Nüfusunun yüzde 71'i deprem riski yüksek yerlerde ikamet eden Türkiye'miz için kentsel dönüşüm çalışmaları tercihten öte zorunluluktur. Bilim adamları her gün bizleri deprem konusunda uyarırken, önceki hafta Tokat ilimiz 5,6 büyüklüğünde bir depremle sarsılmışken, deprem İstanbul'umuz için bir beka meselesi haline gelmişken yani deprem gerçeği kendini sürekli hatırlatırken hiçbirimizin dönüşüm projelerini geri plana itme, önemsiz hale getirme lüksü yoktur. Ülke ve millet meselesinin siyasi partisi olmaz. Afetlere hazırlık bizim nazarımızda siyaset üstü bir konudur. Açık söylüyorum, bizim bütün derdimiz insanımızı yaşatmaktır. Bizim amacımız vatandaşımıza müreffeh bir gelecek sunmak, ihmalden, siyasi rekabetten, tembellikten veya para hırsından dolayı daha fazla acı çekmek, daha fazla yıkım ve gözyaşı görmek istemiyoruz.
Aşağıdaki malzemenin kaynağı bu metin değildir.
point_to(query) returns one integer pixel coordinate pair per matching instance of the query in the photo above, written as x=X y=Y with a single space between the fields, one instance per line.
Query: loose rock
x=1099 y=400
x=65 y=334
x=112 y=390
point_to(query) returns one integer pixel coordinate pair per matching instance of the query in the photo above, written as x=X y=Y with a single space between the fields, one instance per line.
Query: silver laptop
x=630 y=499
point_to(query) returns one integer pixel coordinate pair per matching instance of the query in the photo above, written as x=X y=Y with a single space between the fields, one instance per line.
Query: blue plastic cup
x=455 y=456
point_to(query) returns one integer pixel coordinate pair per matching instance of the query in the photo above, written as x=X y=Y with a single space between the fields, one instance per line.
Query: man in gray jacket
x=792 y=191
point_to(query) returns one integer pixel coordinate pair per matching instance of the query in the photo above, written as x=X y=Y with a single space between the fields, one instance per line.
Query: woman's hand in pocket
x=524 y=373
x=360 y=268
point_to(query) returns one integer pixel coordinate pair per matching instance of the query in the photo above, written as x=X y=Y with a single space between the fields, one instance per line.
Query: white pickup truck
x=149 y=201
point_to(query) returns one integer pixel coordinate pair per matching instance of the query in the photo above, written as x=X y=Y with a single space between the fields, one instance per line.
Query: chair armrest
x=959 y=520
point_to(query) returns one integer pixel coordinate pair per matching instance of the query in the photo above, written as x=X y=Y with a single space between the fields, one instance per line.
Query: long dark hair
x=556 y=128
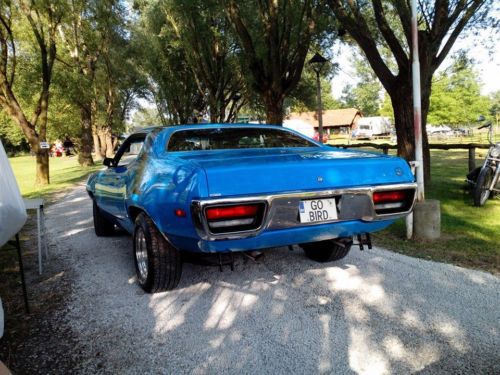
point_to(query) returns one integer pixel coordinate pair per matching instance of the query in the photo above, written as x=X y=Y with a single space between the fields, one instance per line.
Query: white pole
x=417 y=107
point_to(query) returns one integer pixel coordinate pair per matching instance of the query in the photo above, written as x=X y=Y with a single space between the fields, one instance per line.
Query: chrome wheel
x=141 y=254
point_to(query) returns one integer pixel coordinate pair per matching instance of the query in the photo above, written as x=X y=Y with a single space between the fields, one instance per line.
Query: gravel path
x=374 y=312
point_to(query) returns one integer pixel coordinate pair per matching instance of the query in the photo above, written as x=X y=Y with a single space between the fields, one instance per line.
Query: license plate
x=317 y=210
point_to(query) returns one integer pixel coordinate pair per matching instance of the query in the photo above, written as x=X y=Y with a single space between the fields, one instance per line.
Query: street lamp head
x=317 y=62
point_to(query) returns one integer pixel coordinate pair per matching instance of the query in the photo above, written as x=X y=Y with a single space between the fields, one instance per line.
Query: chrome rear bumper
x=282 y=209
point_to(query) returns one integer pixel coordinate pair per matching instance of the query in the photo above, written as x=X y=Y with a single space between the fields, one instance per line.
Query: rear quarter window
x=234 y=138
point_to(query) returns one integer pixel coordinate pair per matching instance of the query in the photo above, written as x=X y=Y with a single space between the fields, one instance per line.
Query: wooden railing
x=385 y=147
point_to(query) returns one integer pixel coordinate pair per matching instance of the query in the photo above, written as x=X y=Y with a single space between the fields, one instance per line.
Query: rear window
x=234 y=138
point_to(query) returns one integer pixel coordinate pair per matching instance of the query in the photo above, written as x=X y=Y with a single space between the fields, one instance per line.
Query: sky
x=483 y=48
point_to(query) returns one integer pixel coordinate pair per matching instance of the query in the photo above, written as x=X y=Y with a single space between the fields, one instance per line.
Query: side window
x=129 y=150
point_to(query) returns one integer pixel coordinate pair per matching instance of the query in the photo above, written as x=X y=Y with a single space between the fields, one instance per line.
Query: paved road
x=373 y=312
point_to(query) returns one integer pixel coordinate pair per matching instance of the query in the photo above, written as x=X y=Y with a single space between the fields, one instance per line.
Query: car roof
x=172 y=128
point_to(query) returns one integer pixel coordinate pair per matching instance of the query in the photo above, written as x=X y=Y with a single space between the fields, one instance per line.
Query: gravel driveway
x=373 y=312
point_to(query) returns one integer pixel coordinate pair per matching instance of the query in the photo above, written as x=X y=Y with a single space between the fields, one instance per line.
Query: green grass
x=64 y=172
x=470 y=235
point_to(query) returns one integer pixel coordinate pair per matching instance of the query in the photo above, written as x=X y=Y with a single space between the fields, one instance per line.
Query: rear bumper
x=281 y=237
x=355 y=205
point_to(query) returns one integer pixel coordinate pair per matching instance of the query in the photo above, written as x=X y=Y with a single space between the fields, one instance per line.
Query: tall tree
x=42 y=19
x=364 y=94
x=275 y=37
x=387 y=24
x=456 y=98
x=211 y=51
x=86 y=34
x=163 y=60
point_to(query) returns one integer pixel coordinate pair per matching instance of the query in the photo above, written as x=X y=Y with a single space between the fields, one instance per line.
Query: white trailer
x=369 y=127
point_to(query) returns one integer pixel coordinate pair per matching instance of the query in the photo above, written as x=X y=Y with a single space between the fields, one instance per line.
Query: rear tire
x=158 y=264
x=481 y=192
x=102 y=225
x=329 y=250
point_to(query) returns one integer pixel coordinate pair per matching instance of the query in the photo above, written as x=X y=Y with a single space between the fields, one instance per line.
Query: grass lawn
x=64 y=172
x=470 y=235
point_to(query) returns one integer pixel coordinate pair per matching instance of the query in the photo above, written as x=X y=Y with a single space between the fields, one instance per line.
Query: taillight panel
x=235 y=217
x=392 y=201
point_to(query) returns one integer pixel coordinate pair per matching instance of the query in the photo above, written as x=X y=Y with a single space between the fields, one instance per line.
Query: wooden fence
x=385 y=147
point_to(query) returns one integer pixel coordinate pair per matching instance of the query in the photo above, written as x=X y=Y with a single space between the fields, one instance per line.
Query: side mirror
x=108 y=162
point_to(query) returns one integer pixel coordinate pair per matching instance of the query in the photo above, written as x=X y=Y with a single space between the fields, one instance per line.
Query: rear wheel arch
x=133 y=212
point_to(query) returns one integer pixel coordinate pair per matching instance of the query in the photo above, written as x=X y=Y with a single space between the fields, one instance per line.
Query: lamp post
x=317 y=62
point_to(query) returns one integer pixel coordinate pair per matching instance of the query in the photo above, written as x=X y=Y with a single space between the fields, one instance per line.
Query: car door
x=111 y=189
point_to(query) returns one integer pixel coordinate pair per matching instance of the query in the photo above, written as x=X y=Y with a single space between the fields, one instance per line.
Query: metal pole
x=417 y=107
x=320 y=108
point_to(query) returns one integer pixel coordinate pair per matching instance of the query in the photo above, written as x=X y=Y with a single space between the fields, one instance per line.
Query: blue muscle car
x=239 y=188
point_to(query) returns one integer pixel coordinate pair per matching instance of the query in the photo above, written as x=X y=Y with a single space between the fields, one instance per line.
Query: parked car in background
x=238 y=188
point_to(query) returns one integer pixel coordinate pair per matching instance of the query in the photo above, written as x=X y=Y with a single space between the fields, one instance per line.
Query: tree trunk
x=110 y=150
x=97 y=148
x=42 y=167
x=274 y=108
x=85 y=155
x=402 y=103
x=102 y=143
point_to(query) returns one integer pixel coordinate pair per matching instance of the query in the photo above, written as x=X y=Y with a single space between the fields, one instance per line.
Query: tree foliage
x=29 y=29
x=365 y=94
x=377 y=24
x=275 y=37
x=456 y=98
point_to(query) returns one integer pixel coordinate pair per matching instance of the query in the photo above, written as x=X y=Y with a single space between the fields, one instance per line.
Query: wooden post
x=472 y=158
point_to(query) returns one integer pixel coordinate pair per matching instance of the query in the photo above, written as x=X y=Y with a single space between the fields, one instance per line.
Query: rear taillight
x=387 y=202
x=231 y=212
x=234 y=218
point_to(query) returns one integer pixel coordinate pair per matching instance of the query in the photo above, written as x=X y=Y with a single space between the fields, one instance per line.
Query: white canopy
x=12 y=209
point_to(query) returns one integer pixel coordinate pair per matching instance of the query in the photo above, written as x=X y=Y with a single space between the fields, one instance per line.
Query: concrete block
x=427 y=220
Hükümet olarak kentsel dönüşüm, sel ve taşkın riskini azaltma, dere ıslahı, ağaçlandırma gibi insanlarımızın can ve mal emniyetini sağlayacak her türlü projeye gereken desteği vereceğimizin bilinmesini istiyorum. Sel ve taşkın risk azaltma protokolünün hayırlara vesile olmasını diliyorum. AFAD Başkanlığımıza ve DSİ Genel Müdürlüğü'müze başta afetlere hazırlık çalışmaları olmak üzere milletimize karşı görevlerinde başarılar temenni ediyorum.